Do you have anything else you would like to mention that we haven't touched on so far?

BAS:

The one piece I would like to add is a bit of advice. If people have, in addition to just normal re-entry, if they have experienced a traumatic event while they've been abroad like robbery, accidents, illnesses or earthquakes or whatever, they should not be surprised that there will be some leftover reaction to those. They should very quickly get some professional help with that. It's not a major piece of work for a therapist to help people cope with what's called post-traumatic stress. It's not uncommon for us to have had experiences abroad that are just unsettling.
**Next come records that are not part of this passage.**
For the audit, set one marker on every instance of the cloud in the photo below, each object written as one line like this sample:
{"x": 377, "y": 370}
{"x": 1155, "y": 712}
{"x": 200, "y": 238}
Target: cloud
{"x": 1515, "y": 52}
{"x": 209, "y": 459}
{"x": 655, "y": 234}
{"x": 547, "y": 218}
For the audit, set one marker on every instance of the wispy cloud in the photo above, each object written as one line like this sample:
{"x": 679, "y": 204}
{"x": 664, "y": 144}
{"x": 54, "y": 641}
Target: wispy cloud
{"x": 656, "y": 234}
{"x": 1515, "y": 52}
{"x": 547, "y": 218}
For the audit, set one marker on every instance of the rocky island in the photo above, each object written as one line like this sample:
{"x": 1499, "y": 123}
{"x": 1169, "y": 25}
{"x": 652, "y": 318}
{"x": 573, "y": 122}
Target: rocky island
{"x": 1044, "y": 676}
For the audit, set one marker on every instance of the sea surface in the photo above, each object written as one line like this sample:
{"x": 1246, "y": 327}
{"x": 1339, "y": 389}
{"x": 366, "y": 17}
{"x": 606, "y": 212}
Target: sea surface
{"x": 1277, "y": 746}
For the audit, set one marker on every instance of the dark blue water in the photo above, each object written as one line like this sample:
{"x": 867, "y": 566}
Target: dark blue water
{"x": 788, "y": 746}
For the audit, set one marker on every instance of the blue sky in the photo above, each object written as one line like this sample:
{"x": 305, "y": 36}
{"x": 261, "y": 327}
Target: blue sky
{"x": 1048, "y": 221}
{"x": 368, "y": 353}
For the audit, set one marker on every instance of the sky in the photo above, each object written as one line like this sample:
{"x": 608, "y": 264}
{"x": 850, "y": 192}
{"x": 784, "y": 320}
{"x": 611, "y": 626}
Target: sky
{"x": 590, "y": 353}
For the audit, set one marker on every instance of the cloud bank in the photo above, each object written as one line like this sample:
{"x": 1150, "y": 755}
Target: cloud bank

The second thing is that if people feel the adjustment has gone on too long or the symptoms they are feeling are just too difficult to bear, then it's appropriate to get some counselling, either for themselves or the whole family. Don't expect miracles before January or February but if it is just unbearable until then anyway come and talk it over with somebody. Being able to voice it and to realise you're not unusual or crazy because you're having these adjustment problems is really a relief to people, and it is often something quite simple like being able to talk about it openly.